Investment in bitcoin does not contribute to mankind's real wealth or well-being: it does not finance the creation of any material goods or real services. On the other hand, it has ruined many naive investors who have been induced to put their savings into it, by spurious promises of fantastic price increases in some undefined future.
This is incredibly myopic. Jorge Stolfi doesn't seem to appreciate the entire reason for money to exist is because it raises the efficiency of commerce. The free market Invisible Hand of money is doing things that can't be seen (because they occur decentralized). For example, Jorge Stolfi can't see that Bitcoin as a reserve currency of altcoins has motivated and financed my development of BitNet which I posit will entirely revolutionize the Internet. I even told Jorge about my project in our private discussions on Reddit in 2016.
In my view, since it is primarily used for investment, bitcoin should be regulated like a security; in which case it would probably get from the regulators the same treatment that a penny stock or ponzi fund would get.
No single government can regulate blockchains, because it is a globalized phenomenon and it is like playing Whac-A-Mole (even if you could kill Bitcoin, another altcoin would rise to replace it and all the value from the public keys of Bitcoin would be burned to the new altcoin seamlessly). Analogously no single government can regulate gold outside its borders. Gold's disadvantage compared to Bitcoin is that gold can't be traded across borders without government interference with the free market. John Nash's Ideal Money states that huge distortions in the free market are caused by government interference with money.
Bitcoin's addresses are like a genetic DNA from a virus that can't be permanently destroyed. Shut down all the mining, yet the dormant virus will come back alive in the future will all value still intact. So we can say that Bitcoin is at least as durable as gold (and I will soon show a Theory of Everything for our universe in which I can posit Bitcoin being intangible information is more durable than tangible gold, because information is transferable to dimensions not representable in the tangible classical mechanics).

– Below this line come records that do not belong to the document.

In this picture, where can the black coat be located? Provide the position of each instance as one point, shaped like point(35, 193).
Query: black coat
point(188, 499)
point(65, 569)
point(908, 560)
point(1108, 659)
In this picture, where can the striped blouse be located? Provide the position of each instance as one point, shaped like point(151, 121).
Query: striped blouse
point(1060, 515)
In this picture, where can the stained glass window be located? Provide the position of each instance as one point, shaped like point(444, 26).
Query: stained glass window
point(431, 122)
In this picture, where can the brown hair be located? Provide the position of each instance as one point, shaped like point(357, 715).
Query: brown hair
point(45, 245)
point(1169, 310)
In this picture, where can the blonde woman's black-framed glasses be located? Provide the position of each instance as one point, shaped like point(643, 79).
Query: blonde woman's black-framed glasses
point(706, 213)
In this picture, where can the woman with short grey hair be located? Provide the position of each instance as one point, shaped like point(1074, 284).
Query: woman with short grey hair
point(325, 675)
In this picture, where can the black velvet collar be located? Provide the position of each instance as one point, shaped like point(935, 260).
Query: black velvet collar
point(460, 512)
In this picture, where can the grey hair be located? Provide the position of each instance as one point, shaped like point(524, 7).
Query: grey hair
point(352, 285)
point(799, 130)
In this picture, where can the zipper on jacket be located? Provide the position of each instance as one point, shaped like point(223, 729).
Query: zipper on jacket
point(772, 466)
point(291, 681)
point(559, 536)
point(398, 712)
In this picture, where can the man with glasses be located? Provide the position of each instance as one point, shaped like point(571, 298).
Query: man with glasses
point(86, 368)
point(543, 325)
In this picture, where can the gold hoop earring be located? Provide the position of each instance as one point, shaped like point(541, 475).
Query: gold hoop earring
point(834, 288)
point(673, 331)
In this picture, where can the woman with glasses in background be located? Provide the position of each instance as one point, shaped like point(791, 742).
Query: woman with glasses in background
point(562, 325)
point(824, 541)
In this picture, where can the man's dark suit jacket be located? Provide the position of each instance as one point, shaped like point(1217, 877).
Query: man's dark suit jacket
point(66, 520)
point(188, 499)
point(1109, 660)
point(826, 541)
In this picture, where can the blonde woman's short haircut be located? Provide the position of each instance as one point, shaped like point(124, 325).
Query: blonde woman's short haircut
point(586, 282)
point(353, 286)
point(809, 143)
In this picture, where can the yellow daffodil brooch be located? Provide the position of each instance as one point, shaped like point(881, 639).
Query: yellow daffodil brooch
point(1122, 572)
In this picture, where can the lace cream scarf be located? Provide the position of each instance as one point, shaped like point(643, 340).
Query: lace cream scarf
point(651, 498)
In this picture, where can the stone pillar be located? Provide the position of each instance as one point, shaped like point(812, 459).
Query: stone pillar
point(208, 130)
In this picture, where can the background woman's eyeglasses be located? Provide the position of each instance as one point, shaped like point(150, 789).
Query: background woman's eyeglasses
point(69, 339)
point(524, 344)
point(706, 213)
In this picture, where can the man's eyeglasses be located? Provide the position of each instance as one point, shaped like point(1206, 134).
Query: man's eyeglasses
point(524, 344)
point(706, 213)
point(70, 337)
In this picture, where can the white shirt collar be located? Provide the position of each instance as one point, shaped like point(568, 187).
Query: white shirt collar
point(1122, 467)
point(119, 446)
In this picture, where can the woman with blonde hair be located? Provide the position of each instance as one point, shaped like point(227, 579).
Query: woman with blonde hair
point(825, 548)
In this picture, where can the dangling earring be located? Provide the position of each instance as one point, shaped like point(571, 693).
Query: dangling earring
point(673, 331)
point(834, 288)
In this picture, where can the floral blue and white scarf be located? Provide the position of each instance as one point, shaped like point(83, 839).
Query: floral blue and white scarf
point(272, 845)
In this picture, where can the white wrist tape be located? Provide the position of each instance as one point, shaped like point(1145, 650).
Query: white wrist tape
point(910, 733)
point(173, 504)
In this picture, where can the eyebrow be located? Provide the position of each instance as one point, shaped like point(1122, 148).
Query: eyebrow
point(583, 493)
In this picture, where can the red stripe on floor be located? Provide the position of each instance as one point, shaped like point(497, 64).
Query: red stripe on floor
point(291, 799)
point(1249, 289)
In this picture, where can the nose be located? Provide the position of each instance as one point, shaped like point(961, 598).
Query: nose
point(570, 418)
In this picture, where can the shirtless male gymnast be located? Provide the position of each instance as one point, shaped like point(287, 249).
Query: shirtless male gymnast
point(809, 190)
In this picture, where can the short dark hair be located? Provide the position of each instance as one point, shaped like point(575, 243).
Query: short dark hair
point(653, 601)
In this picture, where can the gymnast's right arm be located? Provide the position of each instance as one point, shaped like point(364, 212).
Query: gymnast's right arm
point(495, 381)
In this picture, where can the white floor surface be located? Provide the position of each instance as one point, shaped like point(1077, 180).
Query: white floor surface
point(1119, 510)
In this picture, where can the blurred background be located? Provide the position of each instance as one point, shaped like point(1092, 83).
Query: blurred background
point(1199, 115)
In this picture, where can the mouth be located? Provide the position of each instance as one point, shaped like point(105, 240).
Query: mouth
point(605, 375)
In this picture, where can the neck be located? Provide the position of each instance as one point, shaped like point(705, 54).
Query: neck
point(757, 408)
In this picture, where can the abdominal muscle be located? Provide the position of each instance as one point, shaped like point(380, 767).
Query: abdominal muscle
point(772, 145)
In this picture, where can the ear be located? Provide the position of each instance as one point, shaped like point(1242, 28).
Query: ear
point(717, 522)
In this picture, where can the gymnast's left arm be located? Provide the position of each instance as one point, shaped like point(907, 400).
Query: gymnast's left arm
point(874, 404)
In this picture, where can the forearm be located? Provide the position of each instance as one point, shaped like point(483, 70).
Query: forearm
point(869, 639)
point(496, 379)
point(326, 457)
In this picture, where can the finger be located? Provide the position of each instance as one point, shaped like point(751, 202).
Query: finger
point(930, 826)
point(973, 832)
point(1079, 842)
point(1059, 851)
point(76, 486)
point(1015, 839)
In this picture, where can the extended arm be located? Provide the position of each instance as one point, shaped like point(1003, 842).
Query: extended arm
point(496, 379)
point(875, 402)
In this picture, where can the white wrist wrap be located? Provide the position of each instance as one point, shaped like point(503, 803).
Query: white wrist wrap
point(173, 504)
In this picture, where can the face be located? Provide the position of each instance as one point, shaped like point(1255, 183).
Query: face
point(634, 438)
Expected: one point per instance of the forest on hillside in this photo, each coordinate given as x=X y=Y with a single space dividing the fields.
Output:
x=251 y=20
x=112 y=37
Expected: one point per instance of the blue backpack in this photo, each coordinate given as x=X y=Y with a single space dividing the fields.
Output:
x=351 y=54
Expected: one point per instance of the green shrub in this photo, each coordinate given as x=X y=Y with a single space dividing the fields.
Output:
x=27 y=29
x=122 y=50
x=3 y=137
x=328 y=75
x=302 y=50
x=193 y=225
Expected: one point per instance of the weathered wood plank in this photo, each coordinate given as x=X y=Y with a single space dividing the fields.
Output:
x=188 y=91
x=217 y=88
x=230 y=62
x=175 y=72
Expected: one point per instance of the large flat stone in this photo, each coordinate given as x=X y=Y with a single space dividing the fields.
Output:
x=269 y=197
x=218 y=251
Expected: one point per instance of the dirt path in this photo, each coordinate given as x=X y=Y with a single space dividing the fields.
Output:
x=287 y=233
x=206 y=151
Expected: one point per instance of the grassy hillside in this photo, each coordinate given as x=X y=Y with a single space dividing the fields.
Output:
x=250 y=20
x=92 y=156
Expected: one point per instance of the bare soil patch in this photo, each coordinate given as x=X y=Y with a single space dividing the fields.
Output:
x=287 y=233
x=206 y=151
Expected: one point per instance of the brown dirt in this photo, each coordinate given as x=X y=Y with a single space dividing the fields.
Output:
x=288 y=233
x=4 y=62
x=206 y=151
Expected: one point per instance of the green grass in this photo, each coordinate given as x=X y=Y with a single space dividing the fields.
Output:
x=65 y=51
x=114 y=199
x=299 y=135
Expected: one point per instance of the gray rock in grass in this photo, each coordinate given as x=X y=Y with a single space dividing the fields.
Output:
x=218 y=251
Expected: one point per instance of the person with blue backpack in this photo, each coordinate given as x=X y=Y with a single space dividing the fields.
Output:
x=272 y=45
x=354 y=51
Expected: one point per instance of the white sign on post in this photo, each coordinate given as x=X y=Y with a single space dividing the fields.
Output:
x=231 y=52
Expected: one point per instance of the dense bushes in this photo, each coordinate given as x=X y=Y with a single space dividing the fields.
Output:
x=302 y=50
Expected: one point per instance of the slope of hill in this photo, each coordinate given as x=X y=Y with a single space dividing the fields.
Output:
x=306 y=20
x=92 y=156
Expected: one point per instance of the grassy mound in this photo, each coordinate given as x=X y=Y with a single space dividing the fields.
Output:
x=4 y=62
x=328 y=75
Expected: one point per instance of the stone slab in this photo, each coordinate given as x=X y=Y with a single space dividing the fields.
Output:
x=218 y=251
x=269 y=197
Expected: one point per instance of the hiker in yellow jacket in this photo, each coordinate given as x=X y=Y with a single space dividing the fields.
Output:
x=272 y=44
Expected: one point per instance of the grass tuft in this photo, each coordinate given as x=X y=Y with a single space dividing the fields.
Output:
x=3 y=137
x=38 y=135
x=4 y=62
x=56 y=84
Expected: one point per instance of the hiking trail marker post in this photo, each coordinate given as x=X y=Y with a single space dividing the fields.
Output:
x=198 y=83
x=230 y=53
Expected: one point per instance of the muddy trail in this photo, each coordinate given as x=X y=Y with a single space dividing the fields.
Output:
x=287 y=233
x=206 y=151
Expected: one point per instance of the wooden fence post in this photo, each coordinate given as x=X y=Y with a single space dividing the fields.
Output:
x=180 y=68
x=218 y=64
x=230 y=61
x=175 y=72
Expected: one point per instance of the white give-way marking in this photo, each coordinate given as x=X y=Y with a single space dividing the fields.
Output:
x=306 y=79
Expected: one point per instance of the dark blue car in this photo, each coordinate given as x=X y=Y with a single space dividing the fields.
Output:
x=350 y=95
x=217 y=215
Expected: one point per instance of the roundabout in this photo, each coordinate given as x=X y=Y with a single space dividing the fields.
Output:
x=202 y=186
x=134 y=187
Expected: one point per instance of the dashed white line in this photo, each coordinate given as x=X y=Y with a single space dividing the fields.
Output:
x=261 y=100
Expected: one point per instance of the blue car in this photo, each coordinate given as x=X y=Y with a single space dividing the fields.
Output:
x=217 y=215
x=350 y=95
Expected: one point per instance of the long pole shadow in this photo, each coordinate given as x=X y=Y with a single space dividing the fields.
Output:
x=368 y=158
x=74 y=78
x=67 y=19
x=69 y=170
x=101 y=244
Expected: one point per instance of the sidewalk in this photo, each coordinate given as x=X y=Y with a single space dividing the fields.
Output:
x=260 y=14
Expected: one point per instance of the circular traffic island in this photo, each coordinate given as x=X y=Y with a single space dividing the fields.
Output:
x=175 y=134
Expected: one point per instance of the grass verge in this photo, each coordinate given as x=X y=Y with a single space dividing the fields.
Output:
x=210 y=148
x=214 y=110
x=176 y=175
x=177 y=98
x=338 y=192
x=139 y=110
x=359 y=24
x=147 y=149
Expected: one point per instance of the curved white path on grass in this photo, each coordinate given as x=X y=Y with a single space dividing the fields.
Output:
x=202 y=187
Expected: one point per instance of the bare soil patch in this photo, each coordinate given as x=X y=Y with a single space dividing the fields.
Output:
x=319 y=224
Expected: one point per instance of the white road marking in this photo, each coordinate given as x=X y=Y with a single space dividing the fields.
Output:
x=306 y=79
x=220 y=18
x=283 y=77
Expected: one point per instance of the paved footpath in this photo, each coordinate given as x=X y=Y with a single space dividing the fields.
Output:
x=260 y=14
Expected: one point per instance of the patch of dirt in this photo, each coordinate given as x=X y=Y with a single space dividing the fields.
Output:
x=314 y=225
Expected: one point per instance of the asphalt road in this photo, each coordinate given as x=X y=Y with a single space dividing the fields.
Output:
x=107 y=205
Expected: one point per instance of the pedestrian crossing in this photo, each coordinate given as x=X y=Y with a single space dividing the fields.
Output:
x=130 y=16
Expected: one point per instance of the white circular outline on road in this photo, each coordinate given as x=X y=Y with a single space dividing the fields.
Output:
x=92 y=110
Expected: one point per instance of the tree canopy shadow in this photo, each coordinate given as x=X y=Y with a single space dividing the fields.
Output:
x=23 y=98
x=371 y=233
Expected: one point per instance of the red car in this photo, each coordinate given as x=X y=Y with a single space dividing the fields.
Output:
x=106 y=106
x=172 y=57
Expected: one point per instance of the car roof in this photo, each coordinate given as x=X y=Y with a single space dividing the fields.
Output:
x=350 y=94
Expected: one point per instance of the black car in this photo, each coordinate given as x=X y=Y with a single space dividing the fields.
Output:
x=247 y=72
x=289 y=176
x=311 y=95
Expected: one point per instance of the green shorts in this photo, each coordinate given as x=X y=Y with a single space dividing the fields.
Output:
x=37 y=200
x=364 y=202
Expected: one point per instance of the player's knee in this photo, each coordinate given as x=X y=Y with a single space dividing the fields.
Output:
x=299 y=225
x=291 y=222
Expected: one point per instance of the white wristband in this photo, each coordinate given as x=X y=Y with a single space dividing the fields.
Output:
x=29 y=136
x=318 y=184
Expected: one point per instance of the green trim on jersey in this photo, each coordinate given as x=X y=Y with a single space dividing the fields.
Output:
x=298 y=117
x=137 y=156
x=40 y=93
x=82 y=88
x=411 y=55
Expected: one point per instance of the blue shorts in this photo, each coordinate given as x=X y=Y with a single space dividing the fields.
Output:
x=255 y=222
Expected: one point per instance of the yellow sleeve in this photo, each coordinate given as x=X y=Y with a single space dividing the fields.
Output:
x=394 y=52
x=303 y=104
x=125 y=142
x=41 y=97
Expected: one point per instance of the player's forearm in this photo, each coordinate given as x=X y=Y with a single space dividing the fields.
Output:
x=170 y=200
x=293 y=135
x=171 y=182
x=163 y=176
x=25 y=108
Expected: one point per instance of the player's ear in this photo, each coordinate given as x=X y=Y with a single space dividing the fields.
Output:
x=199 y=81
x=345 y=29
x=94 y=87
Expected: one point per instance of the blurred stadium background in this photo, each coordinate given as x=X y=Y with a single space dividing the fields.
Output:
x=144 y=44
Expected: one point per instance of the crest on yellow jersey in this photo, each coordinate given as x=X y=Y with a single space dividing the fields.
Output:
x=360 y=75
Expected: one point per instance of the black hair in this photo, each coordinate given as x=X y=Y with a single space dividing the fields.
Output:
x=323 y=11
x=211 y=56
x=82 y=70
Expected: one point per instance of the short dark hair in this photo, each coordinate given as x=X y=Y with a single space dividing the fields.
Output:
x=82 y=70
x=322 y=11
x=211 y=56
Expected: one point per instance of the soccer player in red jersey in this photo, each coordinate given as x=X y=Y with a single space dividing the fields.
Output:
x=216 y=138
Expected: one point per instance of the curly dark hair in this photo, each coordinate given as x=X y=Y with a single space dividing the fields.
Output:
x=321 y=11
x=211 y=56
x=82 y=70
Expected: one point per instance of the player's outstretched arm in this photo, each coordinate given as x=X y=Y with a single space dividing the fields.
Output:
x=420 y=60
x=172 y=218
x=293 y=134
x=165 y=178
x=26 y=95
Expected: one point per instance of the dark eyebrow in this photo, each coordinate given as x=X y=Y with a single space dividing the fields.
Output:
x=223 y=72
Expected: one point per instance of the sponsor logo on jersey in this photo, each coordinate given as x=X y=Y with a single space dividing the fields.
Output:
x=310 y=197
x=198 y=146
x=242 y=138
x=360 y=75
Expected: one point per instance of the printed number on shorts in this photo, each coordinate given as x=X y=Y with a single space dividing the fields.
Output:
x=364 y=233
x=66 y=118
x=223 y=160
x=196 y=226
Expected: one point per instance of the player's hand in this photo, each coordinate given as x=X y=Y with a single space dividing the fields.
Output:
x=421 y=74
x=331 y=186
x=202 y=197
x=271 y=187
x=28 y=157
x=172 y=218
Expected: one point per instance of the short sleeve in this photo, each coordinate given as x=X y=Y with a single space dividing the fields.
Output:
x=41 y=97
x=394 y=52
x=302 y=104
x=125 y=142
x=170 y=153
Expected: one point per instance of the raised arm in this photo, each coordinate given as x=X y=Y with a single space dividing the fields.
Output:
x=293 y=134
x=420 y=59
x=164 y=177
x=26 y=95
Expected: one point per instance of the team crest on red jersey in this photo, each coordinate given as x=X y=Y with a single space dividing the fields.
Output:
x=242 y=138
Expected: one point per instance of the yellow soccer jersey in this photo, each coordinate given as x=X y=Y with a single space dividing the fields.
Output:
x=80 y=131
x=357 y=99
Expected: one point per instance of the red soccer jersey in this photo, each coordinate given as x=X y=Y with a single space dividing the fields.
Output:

As for the proposed ETF, it does not add any productive mechanism to the underlying bitcoins. It only provides a level of indirection, that is intended to make bitcoin accessible to investments funds that it would not otherwise get (such as retirement funds). But, would the SEC authorize an ETF whose shares are to be backed exclusively by shares of a specific penny stock?
Adding to the market cap of Bitcoin will grow Bitcoin's utility.
The physical gold backing any gold ETF only has value because of the perceived monetary value of gold, of which Bitcoin has the same attributes. The physical gold would become worthless tomorrow if people decided that gold has no utility as a store-of-value money (and in fact this is coming because gold is inferior to Bitcoin and governments are intent on confiscation of physical assets and regulated assets such as bank money, stocks, and real estate).